I travel through a painting process, erasing what I don't want to see in this world.

A playful and introspective body of work, Stories of the Imaginary (self-portrait of two lemons) blurs the boundaries between waking and dreaming. Through expressive arrangements, Heinze draws on recent experience of restricted movement and limited social interaction, using the surface of the canvas as a space for the imagination – a substitute for closeness and touch. Proposing an implausible notion (a self-portrait of two individuals), the artist explores dualities, reflections and doubling in relation to constructions of selfhood. The paintings are accompanied by twin titles such as Parasol (STICK THER F BOI) and Junks (Self-portrait as Bonechewer), which complicate as much as they inform. Heinze begins each work as a drawing, working on each canvas until form and space exist in continual flux – a moment of transition undermining restrictive hierarchies. While these abstracted environments vibrating with vivid colour appear whimsical and enigmatic, her compositions refute normative modes of existence, challenging constructed notions of balance and harmony.

Sometimes my nervous system gets confused like old patterns trying to pull back into the binaries. Distract your senses to get out of triggers, they say. Like cold showers or biting a citrus fruit.

(Sour face)

For Heinze the process of creating promotes healing, allowing her to form a space of respite and escape from the exhaustion of her upbringing and restrictive systems of power. This dissipation of violence is reflected in her embrace of collage, an activity that has intensified with her new work. Through tearing up her drawings and reconstructing them, she disrupts relationships and narratives, uncovering weaknesses in their meaning. Heinze likens this process to a visual and physical way of thinking where connotations evolve in response to new developments. Translated onto large-scale canvases the collaged elements act as a protective shield, sheltering or covering up forms – a metaphor for the recesses of the imagination where vulnerability, fear, misunderstanding and desire are shrouded.

But what about the lemons you ask! I say they are fine, they are plenty, they know where to set their boundaries. It's more their environment that's going nuts.’

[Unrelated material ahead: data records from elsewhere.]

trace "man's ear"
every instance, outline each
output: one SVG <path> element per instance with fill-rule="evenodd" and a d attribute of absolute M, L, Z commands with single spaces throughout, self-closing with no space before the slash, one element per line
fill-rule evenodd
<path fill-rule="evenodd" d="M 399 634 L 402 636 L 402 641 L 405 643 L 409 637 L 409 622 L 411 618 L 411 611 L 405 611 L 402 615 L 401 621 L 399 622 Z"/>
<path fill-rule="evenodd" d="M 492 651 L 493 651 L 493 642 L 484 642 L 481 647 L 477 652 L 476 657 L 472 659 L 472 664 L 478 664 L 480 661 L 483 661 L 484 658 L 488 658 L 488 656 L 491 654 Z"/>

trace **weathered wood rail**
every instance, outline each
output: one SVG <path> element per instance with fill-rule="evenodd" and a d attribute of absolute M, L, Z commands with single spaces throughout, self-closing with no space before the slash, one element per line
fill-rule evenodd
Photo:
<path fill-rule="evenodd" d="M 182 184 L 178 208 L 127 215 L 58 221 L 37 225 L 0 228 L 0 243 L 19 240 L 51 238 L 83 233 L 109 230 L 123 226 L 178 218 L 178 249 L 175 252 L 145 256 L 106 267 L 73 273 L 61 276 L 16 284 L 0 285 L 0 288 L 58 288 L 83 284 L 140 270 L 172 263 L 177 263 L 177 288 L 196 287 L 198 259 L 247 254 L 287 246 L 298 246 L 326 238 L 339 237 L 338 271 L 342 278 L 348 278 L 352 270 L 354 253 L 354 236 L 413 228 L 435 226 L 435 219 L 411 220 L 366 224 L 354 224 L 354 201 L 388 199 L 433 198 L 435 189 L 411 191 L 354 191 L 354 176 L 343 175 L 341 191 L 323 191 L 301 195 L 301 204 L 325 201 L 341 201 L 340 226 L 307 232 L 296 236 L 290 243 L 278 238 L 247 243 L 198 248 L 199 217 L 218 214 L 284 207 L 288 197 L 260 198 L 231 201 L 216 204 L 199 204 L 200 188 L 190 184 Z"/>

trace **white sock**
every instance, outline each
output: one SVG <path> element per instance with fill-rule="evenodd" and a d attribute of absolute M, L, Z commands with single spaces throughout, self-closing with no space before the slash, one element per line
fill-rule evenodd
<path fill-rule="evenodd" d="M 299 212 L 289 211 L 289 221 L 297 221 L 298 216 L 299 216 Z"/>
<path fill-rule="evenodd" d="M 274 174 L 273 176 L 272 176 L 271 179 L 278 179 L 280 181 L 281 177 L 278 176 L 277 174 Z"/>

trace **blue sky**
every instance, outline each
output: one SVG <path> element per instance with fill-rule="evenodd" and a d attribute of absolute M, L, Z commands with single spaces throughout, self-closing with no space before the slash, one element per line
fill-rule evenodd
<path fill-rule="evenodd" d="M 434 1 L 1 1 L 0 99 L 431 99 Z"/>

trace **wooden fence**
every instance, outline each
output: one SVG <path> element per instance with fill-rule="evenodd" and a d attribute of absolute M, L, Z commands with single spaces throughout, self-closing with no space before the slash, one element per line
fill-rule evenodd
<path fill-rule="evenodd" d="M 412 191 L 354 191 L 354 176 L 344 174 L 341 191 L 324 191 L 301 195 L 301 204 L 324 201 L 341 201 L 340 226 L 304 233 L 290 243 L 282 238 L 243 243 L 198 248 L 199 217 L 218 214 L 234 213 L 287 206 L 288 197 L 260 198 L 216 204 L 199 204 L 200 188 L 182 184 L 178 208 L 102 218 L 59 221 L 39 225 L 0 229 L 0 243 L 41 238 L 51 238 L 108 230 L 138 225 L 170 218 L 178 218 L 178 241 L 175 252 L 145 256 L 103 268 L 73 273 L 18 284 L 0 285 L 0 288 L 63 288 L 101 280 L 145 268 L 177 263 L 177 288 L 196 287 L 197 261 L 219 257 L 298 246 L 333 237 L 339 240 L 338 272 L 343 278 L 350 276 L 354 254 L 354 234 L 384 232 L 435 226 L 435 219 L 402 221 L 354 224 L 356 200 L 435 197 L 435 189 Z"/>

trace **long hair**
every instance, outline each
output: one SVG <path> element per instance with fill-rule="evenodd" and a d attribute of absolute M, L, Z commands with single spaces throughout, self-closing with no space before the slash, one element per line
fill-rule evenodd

Stefanie Heinze (b. 1987) lives and works in Berlin. She studied at the National Academy of Fine Arts, Oslo (2012) and the Academy of Fine Arts, Leipzig (2014), also participating in the residency programme at Skowhegan School of Painting & Sculpture, Maine (2016). Solo exhibitions include Frail Juice, Petzel Gallery, New York (2020); Ruler, LC Queisser, Tbilisi (2019); Odd Glove, Capitain Petzel, Berlin (2019); Food for the Young (Oozing Out), Mary Boone Gallery (2018); and Genuflect Softly #1, Pippy Houldsworth Gallery, London (2017). Heinze has participated in numerous group exhibitions including Studio Berlin, Boros Foundation with Berghain, Berlin (2020); Quadro, Deichtorhallen, Hamburg (2020); Liquid Bodies, Sammlung Philara, Düsseldorf (2019); Known Unknowns, Saatchi Gallery, London (2018), and Nothing Will Be As Before, Tanya Leighton Gallery, Berlin (2018). Collections include MAMCO Genève; Staatliche Kunstsammlungen, Dresden; Institute of Contemporary Art, Miami; Marguerite Hoffman Collection, Dallas; Fondazione Sandretto Re Rebaudengo, Turin; and The Rachofsky Collection, Dallas.